1) Qui peut y recourir ?
Le décret n° 2023-263 du 12 avril 2023 précise que « les secteurs éligibles à cette expérimentation sont ceux définis par les conventions collectives énumérées dans la liste annexée au présent décret ». L’annexe visée dresse une liste de « secteurs autorisés définis par convention collective (IDCC) de rattachement », parmi lesquelles figurent notamment les conventions collectives (CCN) du secteur de l’économie sociale et solidaire (31 octobre 1951, 15 mars 1966, Croix-Rouge française, Aide à domicile, Éclat, Lien social et familial, etc.). De notre lecture et si l’on s’attache tant à la lettre qu’à l’esprit du texte, il suffit que l’activité principale de l’employeur relève du champ d’application de l’une de ces conventions pour être éligible au dispositif.

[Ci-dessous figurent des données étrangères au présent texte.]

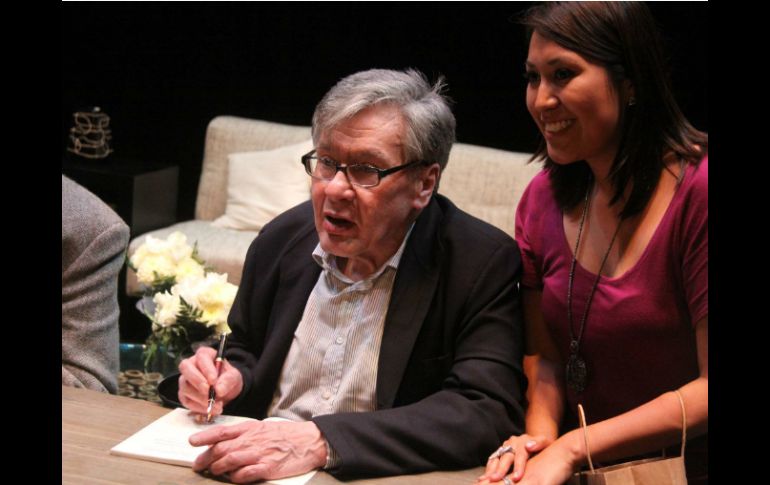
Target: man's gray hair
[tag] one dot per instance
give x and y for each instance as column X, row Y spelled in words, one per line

2) Quelle est la durée de l’expérimentation ?
Le décret ayant été publié le 13 avril 2023, il est entré en vigueur le lendemain pour une durée de deux ans. Ainsi, des contrats de ce type pourront être conclus jusqu’au 13 avril 2025 inclus, même si leurs effets perdurent au-delà de ce terme.
À noter. Il est possible de conclure un avenant à un CDD de remplacement en cours pour « introduire » le multi-remplacement.

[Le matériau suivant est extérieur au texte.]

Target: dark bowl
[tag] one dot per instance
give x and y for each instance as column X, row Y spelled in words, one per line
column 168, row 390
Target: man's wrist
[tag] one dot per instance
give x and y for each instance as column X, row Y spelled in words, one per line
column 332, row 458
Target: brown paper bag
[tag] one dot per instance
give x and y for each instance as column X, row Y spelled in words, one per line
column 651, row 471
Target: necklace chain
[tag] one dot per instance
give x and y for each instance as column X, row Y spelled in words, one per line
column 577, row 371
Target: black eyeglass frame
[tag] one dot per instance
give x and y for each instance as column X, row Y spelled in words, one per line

3) Faut-il identifier les différentes personnes remplacées ?
L’ensemble des clauses obligatoires du CDD [2], et le cas échéant du contrat à temps partiel [3], doivent figurer dans le contrat. Par conséquent, chacune des personnes remplacées, ainsi que leur qualification professionnelle respective, doivent impérativement être mentionnées sur le CDD du remplaçant. Ainsi, il n’est pas possible de mentionner uniquement un remplacement multiple durant la période estivale, sans précision de chaque personne remplacée. Si le contrat initial n’a été conclu que pour le remplacement d’un seul salarié absent, un avenant doit nécessairement être conclu pour que le salarié assume le remplacement d’une nouvelle personne : il n’est pas possible de recourir aux heures supplémentaires ou complémentaires pour remplacer un salarié non mentionné au contrat.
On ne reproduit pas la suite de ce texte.